Elon Musk’s acquisition of Twitter has caused turmoil within the company and prompted many users to consider leaving the social media platform.

Several years ago, I led a research project with Brianna Dym, now at University of Maine, where we mapped the platform migrations of nearly 2,000 people over a period of almost two decades. The community we examined was transformative fandom, fans of literary and popular culture series and franchises who create art using those characters and settings.

We chose it because it is a large community that has thrived in a number of different online spaces. Some of the same people writing Buffy the Vampire Slayer fan fiction on Usenet in the 1990s were writing Harry Potter fan fiction on LiveJournal in the 2000s and Star Wars fan fiction on Tumblr in the 2010s.

By asking participants about their experiences moving across these platforms – why they left, why they joined and the challenges they faced in doing so – we gained insights into factors that might drive the success and failure of platforms, as well as what negative consequences are likely to occur for a community when it relocates.

‘You go first’

Regardless of how many people ultimately decide to leave Twitter, and even how many people do so around the same time, creating a community on another platform is an uphill battle. These migrations are in large part driven by network effects, meaning that the value of a new platform depends on who else is there.

In the critical early stages of migration, people have to coordinate with each other to encourage contribution on the new platform, which is really hard to do. It essentially becomes, as one of our participants described it, a “game of chicken” where no one wants to leave until their friends leave, and no one wants to be first for fear of being left alone in a new place.

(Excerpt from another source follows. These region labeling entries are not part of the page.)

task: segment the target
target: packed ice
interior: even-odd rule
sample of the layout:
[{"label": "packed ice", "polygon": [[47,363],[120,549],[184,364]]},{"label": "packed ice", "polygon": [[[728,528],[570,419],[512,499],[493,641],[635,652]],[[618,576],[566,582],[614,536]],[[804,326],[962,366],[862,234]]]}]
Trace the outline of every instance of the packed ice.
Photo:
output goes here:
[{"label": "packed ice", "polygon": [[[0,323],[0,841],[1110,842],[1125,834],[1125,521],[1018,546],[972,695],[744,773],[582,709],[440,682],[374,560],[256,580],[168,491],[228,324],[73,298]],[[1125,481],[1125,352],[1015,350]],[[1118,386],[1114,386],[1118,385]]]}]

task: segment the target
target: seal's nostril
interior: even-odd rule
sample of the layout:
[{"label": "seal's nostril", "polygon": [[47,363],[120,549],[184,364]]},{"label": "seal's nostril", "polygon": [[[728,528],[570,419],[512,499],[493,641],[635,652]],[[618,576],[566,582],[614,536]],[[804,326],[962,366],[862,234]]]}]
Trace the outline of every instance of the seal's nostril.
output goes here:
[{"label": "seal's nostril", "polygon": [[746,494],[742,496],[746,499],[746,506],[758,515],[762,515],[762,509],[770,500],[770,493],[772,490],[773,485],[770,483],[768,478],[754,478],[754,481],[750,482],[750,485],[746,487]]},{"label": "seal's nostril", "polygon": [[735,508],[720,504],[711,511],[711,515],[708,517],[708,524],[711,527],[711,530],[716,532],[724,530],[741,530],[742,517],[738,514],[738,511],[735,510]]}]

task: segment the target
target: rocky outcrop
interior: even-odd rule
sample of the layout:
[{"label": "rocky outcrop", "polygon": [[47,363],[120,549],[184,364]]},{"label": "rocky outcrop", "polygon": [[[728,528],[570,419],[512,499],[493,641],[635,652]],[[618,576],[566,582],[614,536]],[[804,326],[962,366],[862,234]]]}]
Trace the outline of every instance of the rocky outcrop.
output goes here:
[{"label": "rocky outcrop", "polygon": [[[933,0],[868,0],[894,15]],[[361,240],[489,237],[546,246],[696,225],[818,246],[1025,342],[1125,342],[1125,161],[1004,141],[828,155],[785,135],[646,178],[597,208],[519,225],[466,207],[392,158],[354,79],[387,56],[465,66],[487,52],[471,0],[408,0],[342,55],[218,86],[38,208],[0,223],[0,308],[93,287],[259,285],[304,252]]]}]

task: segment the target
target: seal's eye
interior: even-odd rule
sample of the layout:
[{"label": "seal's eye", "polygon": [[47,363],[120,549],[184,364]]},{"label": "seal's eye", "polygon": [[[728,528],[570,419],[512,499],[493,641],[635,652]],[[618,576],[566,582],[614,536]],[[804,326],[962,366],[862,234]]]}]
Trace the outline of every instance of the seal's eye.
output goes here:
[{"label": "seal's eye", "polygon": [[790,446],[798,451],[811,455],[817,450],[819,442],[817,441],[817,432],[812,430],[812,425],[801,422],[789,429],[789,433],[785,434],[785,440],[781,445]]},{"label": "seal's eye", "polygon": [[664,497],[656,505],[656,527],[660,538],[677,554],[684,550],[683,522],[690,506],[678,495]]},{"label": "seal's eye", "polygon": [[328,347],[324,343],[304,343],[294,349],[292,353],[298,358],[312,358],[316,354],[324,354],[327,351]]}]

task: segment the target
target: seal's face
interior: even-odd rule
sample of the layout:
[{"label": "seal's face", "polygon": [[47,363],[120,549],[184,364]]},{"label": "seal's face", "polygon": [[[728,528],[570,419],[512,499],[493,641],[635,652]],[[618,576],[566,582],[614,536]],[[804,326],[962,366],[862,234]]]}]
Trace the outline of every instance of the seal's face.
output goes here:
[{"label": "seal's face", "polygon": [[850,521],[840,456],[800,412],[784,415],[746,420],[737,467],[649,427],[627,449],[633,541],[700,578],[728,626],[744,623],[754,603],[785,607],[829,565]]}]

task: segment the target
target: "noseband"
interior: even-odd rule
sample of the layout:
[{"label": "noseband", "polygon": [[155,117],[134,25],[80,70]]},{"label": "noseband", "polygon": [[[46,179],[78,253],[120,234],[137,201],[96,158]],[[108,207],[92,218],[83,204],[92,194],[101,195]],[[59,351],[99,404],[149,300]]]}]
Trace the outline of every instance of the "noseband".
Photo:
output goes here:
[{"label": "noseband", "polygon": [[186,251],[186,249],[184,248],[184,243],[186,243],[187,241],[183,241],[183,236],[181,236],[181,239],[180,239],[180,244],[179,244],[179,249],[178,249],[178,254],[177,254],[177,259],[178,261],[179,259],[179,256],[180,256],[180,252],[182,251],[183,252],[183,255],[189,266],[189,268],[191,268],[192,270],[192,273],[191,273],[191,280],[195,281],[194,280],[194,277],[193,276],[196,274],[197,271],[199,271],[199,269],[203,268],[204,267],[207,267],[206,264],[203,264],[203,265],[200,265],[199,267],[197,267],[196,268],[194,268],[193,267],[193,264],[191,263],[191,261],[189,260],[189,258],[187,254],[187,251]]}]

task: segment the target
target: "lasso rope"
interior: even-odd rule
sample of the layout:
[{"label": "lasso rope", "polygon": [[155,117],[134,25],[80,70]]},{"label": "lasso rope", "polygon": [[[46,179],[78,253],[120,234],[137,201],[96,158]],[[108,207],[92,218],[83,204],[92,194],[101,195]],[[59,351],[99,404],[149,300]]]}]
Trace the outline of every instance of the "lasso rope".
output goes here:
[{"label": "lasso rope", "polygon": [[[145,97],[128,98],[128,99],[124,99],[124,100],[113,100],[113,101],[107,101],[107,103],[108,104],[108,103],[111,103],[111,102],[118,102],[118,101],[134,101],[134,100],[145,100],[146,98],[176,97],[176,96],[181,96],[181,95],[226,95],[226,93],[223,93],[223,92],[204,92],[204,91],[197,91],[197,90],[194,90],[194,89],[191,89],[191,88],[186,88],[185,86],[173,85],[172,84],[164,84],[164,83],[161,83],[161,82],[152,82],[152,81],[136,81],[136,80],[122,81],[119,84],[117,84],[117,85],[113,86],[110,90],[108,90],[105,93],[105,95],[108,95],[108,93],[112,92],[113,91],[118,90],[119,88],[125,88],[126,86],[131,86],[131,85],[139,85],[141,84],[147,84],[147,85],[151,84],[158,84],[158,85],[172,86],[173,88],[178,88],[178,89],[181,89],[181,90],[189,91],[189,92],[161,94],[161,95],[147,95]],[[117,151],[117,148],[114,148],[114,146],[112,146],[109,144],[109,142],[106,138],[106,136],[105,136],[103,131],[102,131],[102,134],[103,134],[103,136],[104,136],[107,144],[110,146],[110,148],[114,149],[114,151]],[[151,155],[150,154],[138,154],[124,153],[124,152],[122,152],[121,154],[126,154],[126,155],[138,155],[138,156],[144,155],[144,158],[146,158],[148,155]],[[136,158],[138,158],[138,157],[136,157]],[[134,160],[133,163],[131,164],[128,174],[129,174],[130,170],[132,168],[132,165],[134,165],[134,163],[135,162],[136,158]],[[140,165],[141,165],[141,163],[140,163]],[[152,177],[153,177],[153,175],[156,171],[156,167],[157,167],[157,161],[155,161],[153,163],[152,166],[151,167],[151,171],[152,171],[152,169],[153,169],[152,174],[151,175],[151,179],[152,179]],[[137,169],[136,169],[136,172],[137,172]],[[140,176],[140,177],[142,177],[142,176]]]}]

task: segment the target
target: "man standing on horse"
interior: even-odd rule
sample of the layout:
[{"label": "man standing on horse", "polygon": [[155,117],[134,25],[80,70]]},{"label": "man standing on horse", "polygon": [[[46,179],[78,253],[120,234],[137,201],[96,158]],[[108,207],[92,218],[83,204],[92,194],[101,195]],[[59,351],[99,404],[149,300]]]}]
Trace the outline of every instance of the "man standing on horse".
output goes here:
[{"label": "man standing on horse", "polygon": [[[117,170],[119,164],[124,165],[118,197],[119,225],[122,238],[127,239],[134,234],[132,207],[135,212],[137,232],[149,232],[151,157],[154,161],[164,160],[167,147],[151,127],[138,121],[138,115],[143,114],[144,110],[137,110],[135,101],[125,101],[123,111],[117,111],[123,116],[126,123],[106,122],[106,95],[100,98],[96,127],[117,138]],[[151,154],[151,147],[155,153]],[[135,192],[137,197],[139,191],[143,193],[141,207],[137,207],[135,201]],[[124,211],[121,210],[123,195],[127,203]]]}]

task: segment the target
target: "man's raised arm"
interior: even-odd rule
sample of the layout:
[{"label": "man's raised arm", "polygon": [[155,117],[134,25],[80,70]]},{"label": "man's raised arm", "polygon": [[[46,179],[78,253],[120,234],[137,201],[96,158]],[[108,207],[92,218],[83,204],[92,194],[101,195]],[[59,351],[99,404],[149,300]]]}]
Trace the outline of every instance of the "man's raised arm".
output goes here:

For this reason, the “death” of a platform – whether from a controversy, disliked change or competition – tends to be a slow, gradual process. One participant described Usenet’s decline as “like watching a shopping mall slowly go out of business.”

It’ll never be the same

The current push from some corners to leave Twitter reminded me a bit of Tumblr’s adult content ban in 2018, which reminded me of LiveJournal’s policy changes and new ownership in 2007. People who left LiveJournal in favor of other platforms like Tumblr described feeling unwelcome there. And though Musk did not walk into Twitter headquarters at the end of October and turn a virtual content moderation lever into the “off” position, there was an uptick in hate speech on the platform as some users felt emboldened to violate the platform’s content policies under an assumption that major policy changes were on the way.

So what might actually happen if a lot of Twitter users do decide to leave? What makes Twitter Twitter isn’t the technology, it’s the particular configuration of interactions that takes place there. And there is essentially zero chance that Twitter, as it exists now, could be reconstituted on another platform. Any migration is likely to face many of the challenges previous platform migrations have faced: content loss, fragmented communities, broken social networks and shifted community norms.

But Twitter isn’t one community, it’s a collection of many communities, each with its own norms and motivations. Some communities might be able to migrate more successfully than others. So maybe K-Pop Twitter could coordinate a move to Tumblr. I’ve seen much of Academic Twitter coordinating a move to Mastodon. Other communities might already simultaneously exist on Discord servers and subreddits, and can just let participation on Twitter fade away as fewer people pay attention to it. But as our study implies, migrations always have a cost, and even for smaller communities, some people will get lost along the way.

The ties that bind

Our research also pointed to design recommendations for supporting migration and how one platform might take advantage of attrition from another platform. Cross-posting features can be important because many people hedge their bets. They might be unwilling to completely cut ties all at once, but they might dip their toes into a new platform by sharing the same content on both.

Ways to import networks from another platform also help to maintain communities. For example, there are multiple ways to find people you follow on Twitter on Mastodon. Even simple welcome messages, guides for newcomers and easy ways to find other migrants could make a difference in helping resettlement attempts stick.

And through all of this, it’s important to remember that this is such a hard problem by design. Platforms have no incentive to help users leave. As long-time technology journalist Cory Doctorow recently wrote, this is “a hostage situation.” Social media lures people in with their friends, and then the threat of losing those social networks keeps people on the platforms.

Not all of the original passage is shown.